Experience would suggest that this is not the case. I and many other students have applied for, obtained and accepted a place at the centre of our choice at or after the start of term. The impression I received was very much that if you had the money then there was a place for you.
I also seem to recall – although the details escape me – seeing statistics on the number of LPC places available that suggested that the College had massive surplus capacity.

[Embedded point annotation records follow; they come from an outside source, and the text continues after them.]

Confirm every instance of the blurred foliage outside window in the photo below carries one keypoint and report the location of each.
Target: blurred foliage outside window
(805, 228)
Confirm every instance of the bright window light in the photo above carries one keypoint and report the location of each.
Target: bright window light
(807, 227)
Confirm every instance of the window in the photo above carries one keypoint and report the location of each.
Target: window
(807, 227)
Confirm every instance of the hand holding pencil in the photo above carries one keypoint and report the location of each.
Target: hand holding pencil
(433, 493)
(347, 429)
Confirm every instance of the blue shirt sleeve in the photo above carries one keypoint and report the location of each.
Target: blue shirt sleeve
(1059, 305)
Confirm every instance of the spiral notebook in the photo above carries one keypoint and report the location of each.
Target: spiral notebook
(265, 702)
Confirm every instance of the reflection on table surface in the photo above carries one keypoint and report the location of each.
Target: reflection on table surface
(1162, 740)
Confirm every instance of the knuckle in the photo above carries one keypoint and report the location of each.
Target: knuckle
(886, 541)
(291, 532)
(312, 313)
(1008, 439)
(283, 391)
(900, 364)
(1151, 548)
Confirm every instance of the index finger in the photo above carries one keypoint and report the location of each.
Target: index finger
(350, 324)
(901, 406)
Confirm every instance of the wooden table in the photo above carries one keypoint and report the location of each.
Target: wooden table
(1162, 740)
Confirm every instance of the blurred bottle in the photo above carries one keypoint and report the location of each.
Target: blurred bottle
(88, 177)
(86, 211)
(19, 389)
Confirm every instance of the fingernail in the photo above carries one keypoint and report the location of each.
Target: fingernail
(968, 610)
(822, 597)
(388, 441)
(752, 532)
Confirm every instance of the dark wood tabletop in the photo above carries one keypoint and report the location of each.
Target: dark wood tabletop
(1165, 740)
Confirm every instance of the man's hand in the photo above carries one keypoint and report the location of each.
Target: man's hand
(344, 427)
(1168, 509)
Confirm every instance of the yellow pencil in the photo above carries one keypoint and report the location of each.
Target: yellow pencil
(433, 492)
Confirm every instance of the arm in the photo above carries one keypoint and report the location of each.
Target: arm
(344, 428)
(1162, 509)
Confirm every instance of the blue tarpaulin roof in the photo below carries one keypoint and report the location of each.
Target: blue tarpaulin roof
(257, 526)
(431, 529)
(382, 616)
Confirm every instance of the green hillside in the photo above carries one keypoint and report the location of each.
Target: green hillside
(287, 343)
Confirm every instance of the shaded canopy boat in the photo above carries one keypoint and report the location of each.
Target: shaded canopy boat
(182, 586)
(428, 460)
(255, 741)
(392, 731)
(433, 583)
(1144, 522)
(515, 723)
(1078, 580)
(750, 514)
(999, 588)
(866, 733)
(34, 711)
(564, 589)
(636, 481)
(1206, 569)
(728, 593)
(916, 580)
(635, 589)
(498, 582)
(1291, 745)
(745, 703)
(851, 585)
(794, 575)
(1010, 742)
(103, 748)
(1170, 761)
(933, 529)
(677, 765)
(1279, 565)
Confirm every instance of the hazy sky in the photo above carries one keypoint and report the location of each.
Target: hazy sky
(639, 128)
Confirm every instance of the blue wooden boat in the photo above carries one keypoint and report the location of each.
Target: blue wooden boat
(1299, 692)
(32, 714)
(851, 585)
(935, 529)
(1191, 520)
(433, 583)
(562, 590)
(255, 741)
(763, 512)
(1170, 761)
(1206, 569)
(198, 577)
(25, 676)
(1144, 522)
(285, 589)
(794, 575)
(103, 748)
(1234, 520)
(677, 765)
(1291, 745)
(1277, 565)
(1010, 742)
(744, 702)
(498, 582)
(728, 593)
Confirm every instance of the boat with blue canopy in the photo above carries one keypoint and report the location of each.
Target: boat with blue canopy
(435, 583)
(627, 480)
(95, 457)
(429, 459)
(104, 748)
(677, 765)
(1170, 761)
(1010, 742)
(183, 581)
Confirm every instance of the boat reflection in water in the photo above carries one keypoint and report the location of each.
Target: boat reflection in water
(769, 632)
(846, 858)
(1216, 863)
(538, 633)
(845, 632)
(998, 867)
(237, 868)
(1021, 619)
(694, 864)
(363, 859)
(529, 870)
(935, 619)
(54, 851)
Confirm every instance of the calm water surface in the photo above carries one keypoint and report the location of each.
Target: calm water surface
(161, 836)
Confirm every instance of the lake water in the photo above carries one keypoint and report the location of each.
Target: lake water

I can’t find a source for that precisely but a quick Google suggests that there are, across the sector, twice as many LPC places available as there are students enrolled.
it’s a penalty clause… everyone tries it.
[…] must stop writing about “freemen on the land” very soon. But Charon QC linked last week to a video showing some of their antics – and watching it prompted me to do a little more […]
Simplywondered: why is it a penalty clause?
Unless you think that the LPC is full then the loss to the College of someone pulling out is fees – marginal cost of teaching that person. Given that the marginal cost of teaching one student in a large classroom must be fairly low then they are losing something approaching the fees that they charge. Doesn’t sound like a penalty, but rather a pre-estimate of damage.